Course Organization:

There will be a three-hour seminar and one hour of activities on Canvas each week, in addition to regular readings and assignments.

NOTE:  This course is combined with POL 816.


  • Participation 25%
  • Essay Outline and Working Bibliography 20%
  • Essay Draft I 20%
  • Essay Final Draft 35%



Amber Dawn and Justin Ducharme, Hustling Verse: An Anthology of Sex Workers’ Poetry (Arsenal, 2019)

Arruzza, Cinzia, Tithi Bhattacharya, and Nancy Fraser, Feminism for the 99%: A Manifesto (Verso, 2019).

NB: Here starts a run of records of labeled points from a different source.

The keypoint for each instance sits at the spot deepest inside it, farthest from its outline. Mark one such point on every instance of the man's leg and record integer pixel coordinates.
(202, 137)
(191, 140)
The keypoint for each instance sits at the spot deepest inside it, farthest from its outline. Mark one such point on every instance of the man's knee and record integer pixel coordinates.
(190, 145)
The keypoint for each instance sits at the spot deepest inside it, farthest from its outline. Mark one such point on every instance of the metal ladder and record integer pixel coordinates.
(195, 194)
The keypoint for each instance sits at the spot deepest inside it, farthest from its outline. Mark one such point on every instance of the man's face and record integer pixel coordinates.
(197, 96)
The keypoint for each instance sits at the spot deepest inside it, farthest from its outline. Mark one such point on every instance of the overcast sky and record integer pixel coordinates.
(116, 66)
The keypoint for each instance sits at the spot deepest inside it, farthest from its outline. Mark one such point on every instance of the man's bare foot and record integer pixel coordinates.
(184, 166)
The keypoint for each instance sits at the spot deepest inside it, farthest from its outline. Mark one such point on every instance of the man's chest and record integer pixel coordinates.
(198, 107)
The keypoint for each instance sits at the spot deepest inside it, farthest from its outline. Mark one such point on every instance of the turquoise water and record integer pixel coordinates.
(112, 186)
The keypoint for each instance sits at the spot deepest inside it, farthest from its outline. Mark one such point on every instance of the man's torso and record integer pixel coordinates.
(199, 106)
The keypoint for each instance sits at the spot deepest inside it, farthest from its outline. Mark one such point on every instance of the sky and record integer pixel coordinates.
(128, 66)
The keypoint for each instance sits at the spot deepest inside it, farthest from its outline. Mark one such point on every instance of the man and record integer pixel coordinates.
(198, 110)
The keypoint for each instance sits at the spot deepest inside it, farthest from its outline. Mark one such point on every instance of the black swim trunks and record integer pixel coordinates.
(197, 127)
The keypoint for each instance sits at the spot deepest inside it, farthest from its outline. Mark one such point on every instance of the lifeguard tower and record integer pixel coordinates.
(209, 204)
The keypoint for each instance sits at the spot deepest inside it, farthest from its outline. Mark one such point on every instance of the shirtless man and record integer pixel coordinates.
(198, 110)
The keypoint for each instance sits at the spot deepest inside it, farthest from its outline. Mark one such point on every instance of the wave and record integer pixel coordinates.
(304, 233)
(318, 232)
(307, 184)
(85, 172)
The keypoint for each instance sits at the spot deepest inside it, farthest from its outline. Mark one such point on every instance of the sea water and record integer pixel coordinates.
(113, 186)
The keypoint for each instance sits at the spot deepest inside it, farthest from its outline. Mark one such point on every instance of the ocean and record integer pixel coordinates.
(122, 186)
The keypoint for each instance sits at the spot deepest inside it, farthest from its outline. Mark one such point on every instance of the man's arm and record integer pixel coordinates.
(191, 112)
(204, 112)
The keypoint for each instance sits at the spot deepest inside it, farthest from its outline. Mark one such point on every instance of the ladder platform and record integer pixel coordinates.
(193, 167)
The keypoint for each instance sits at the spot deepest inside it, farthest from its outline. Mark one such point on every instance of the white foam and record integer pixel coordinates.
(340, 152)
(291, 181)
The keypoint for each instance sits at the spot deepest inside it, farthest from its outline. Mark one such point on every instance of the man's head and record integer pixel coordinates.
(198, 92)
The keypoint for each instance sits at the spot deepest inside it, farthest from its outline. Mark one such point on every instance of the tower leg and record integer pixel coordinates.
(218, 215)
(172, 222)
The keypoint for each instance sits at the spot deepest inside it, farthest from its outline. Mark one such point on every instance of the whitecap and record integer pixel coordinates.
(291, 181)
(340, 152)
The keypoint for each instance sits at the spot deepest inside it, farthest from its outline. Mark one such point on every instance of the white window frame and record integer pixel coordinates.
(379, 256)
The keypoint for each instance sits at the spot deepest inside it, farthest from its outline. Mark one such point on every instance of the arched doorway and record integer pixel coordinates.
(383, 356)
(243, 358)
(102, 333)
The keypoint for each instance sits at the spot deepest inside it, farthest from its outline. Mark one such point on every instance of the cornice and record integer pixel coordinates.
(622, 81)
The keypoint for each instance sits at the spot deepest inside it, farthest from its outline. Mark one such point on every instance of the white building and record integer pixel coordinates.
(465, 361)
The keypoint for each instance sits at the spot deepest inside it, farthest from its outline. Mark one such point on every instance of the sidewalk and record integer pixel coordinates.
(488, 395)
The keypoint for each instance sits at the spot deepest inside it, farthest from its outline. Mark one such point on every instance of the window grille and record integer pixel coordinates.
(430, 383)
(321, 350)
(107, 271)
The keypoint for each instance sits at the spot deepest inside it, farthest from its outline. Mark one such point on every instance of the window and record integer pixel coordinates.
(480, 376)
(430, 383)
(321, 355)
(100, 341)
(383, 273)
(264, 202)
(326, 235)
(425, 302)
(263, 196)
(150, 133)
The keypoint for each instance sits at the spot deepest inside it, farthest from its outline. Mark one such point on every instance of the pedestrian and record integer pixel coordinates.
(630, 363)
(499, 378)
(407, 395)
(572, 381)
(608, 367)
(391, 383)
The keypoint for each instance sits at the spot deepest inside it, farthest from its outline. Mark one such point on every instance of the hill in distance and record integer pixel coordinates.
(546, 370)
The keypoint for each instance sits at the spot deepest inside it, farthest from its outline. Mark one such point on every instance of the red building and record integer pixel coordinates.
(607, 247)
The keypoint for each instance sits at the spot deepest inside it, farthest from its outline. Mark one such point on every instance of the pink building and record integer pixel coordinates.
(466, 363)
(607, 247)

hooks, bell, Feminist Theory from Margin to Center (South End Press, 1984).

Simpson, Leanne Islands of Decolonial Love (Winnipeg: ARP Books, 2015).

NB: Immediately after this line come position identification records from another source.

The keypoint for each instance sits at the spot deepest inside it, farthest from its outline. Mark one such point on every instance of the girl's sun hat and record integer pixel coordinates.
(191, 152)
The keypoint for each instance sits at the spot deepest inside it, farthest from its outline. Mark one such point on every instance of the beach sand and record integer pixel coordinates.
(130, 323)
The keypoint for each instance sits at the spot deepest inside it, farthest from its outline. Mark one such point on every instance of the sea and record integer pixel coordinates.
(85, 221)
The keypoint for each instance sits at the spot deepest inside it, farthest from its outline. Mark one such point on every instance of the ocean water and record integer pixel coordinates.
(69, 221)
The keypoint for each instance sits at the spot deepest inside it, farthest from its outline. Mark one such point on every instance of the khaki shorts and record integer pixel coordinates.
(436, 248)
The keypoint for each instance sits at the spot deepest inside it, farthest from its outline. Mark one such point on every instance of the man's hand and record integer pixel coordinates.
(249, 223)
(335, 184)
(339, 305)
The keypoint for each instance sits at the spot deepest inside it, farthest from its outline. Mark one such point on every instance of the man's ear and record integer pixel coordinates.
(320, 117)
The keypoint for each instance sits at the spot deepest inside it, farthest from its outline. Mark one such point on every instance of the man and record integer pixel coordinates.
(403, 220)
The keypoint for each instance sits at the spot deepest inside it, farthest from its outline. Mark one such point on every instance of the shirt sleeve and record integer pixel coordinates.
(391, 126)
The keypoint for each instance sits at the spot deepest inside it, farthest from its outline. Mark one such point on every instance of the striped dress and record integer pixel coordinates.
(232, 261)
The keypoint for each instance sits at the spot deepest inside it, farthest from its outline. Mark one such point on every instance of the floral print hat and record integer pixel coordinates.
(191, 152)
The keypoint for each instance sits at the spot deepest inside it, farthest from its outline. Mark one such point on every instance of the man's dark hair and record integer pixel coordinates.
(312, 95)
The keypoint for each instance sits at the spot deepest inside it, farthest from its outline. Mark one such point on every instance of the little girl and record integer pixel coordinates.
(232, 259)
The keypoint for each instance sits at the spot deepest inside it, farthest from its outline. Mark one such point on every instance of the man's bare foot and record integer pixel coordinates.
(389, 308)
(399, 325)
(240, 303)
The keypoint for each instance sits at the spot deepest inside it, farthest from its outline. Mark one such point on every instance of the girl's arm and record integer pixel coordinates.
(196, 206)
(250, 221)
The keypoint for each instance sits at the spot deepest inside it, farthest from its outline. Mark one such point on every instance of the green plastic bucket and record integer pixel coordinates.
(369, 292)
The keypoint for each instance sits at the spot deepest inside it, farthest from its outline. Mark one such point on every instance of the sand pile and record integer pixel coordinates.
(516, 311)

Vaid-Menon, Alok, Beyond the Gender Binary (Penguin, 2020).

NOTE:  These texts are available in the library, on reserve, and/or in the bookstore (and some maybe available second hand or in PDF online). All other required readings will be on Canvas or available otherwise on-line.


Turabian, Kate, A Manual for Writers of Research Papers, Theses, and Dissertations, 9th Edition, revised by Wayne C. Booth et al. (University of Chicago Press, 2018).


Your personalized Course Material list, including digital and physical textbooks, are available through the SFU Bookstore website by simply entering your Computing ID at: shop.sfu.ca/course-materials/my-personalized-course-materials.

Department Undergraduate Notes:

The Department of Political Science strictly enforces a policy on plagiarism.

Registrar Notes:


SFU’s Academic Integrity website http://www.sfu.ca/students/academicintegrity.html is filled with information on what is meant by academic dishonesty, where you can find resources to help with your studies and the consequences of cheating. Check out the site for more information and videos that help explain the issues in plain English.

Each student is responsible for his or her conduct as it affects the university community. Academic dishonesty, in whatever form, is ultimately destructive of the values of the university. Furthermore, it is unfair and discouraging to the majority of students who pursue their studies honestly. Scholarly integrity is required of all members of the university. http://www.sfu.ca/policies/gazette/student/s10-01.html


Students with a faith background who may need accommodations during the semester are encouraged to assess their needs as soon as possible and review the Multifaith religious accommodations website. The page outlines ways they begin working toward an accommodation and ensure solutions can be reached in a timely fashion.